Core: Support committing delete files with multiple specs#2985
Conversation
| protected PartitionSpec writeSpec() { | ||
| Preconditions.checkState(spec != null, | ||
| "Cannot determine partition spec: no data or delete files have been added"); | ||
| protected PartitionSpec dataSpec() { |
There was a problem hiding this comment.
Renaming this does require touching more places but I think keeping it writeSpec will be confusing.
| PartitionSpec fileSpec = ops.current().spec(file.specId()); | ||
| List<DeleteFile> deleteFiles = newDeleteFiles.computeIfAbsent(file.specId(), specId -> Lists.newArrayList()); | ||
| deleteFiles.add(file); | ||
| addedFilesSummary.addedFile(fileSpec, file); |
There was a problem hiding this comment.
The file spec is only used for partition summaries. I added a test that shows it works as expected.
szehon-ho
left a comment
There was a problem hiding this comment.
Took a look and change looks good to me
| addedFilesSummary.addedFile(writeSpec(), file); | ||
| Preconditions.checkNotNull(file, "Invalid delete file: null"); | ||
| PartitionSpec fileSpec = ops.current().spec(file.specId()); | ||
| List<DeleteFile> deleteFiles = newDeleteFiles.computeIfAbsent(file.specId(), specId -> Lists.newArrayList()); |
There was a problem hiding this comment.
Not a big deal, but for me this would be easier to understand if it was deleteFilesForSpec
There was a problem hiding this comment.
Sure, I'll update that. You refer to the map name, right?
There was a problem hiding this comment.
Updated the map name.
| deleteFile(cachedNewDeleteManifest.path()); | ||
| } | ||
| } | ||
| this.cachedNewDeleteManifests.clear(); |
There was a problem hiding this comment.
Do we need the explicit clear here? Are we just trying to free it up for GC early?

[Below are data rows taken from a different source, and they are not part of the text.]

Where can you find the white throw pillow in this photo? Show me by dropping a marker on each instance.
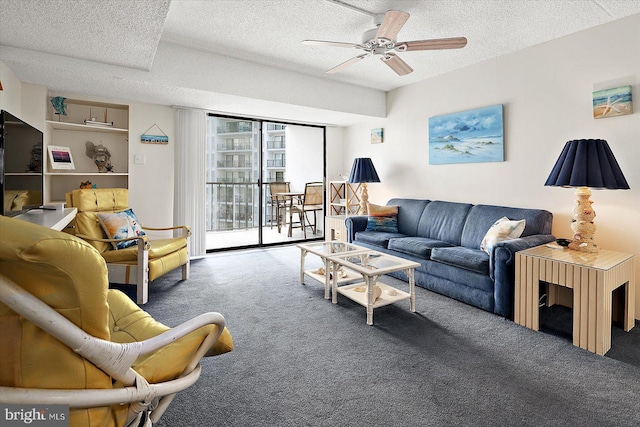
(502, 229)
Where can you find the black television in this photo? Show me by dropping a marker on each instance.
(21, 165)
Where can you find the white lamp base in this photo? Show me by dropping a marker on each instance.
(582, 223)
(364, 199)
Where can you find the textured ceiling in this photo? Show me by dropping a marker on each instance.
(271, 32)
(114, 48)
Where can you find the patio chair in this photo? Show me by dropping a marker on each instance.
(69, 340)
(132, 258)
(311, 202)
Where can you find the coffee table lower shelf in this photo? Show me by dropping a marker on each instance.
(386, 298)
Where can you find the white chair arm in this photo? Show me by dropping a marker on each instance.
(91, 398)
(113, 358)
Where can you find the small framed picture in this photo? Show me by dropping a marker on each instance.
(60, 158)
(612, 102)
(377, 136)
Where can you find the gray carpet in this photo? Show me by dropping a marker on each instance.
(302, 361)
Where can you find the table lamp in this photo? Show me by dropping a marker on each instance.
(586, 164)
(362, 172)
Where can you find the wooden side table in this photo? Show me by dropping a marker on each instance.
(335, 229)
(593, 278)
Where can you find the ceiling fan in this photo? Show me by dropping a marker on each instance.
(381, 42)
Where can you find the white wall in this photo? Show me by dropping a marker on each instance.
(304, 155)
(151, 183)
(546, 91)
(11, 93)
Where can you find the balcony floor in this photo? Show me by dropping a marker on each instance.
(217, 240)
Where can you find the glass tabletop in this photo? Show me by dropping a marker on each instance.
(331, 248)
(372, 261)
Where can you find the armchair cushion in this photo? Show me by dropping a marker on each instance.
(128, 323)
(70, 276)
(89, 203)
(157, 248)
(121, 225)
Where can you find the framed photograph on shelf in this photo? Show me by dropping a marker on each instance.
(377, 136)
(60, 158)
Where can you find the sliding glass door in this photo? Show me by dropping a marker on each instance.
(256, 176)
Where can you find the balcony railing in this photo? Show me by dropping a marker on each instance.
(231, 205)
(276, 163)
(276, 145)
(231, 127)
(235, 146)
(234, 164)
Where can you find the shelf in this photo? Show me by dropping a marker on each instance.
(384, 299)
(23, 174)
(321, 278)
(83, 127)
(73, 132)
(87, 173)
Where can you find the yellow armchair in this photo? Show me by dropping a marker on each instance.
(68, 339)
(139, 264)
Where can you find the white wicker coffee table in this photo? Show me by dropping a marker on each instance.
(371, 265)
(324, 250)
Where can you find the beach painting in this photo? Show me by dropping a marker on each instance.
(472, 136)
(612, 102)
(377, 136)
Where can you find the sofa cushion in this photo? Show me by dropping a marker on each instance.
(409, 213)
(502, 229)
(382, 218)
(443, 221)
(416, 246)
(481, 217)
(470, 259)
(376, 238)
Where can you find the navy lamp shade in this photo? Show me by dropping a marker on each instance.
(586, 164)
(362, 172)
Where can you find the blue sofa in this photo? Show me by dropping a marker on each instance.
(445, 237)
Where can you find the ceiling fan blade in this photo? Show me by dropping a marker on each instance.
(391, 25)
(346, 64)
(396, 64)
(329, 43)
(435, 44)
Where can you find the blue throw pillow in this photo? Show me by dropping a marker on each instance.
(120, 225)
(382, 218)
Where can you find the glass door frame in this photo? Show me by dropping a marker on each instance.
(261, 182)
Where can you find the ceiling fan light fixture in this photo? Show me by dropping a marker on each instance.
(381, 42)
(396, 64)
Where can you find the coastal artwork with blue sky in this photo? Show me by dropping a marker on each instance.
(472, 136)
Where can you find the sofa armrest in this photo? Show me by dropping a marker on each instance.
(502, 269)
(355, 224)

There was a problem hiding this comment.
This logic seems a little different than it was previously?
Before
if committed doesn't contain cachedNewDeleteManifest
deleteFile()
clear cachedNewDeleteManifest
for any cachedNewDeleteManifest
if commited doesn't contain cachedNewDeleteManifest
deleteFile
clear all cachedDeleteManifests
I'm still trying to understand the check here but it seems like we will clear out all manifests even if some of them are committed?
Seems like the equivalent would be something like
for (ManifestFile cachedNewDeleteManifest : cachedNewDeleteManifests) {
if (!committed.contains(cachedNewDeleteManifest)) {
deleteFile(cachedNewDeleteManifest.path());
this.cachedNewDeleteManifests.remove(cachedNewDeleteManifests) // Although this would be modifying the list as we iterated through it but you get the idea
}
}
There was a problem hiding this comment.
You are right, I'll update this place.
There was a problem hiding this comment.
Updated to use LinkedList and listIterator.
44fdaad to
b199536
Compare
|
This one is ready for another review round. |
| for (ManifestFile cachedNewDeleteManifest : cachedNewDeleteManifests) { | ||
| deleteFile(cachedNewDeleteManifest.path()); | ||
| } | ||
| cachedNewDeleteManifests.clear(); |
There was a problem hiding this comment.
Minor: this will rewrite all delete manifests even if there is only one new delete file. I think it's fine to simplify it right now since we don't expect this case very often. But it would be good to note that this is something we can improve in a comment.
There was a problem hiding this comment.
Added a comment. I think this will be rare enough in real world so should be fine to optimize later.
|
@aokolnychyi, this looks good to me. I had a couple of minor comments, but merge when you're ready. |
|
Thanks for reviewing, @szehon-ho @rdblue @RussellSpitzer! |
This PR enables committing delete files that belong to different specs in a single operation. Previously, we only supported row deltas where all delete and data files were part of the same spec.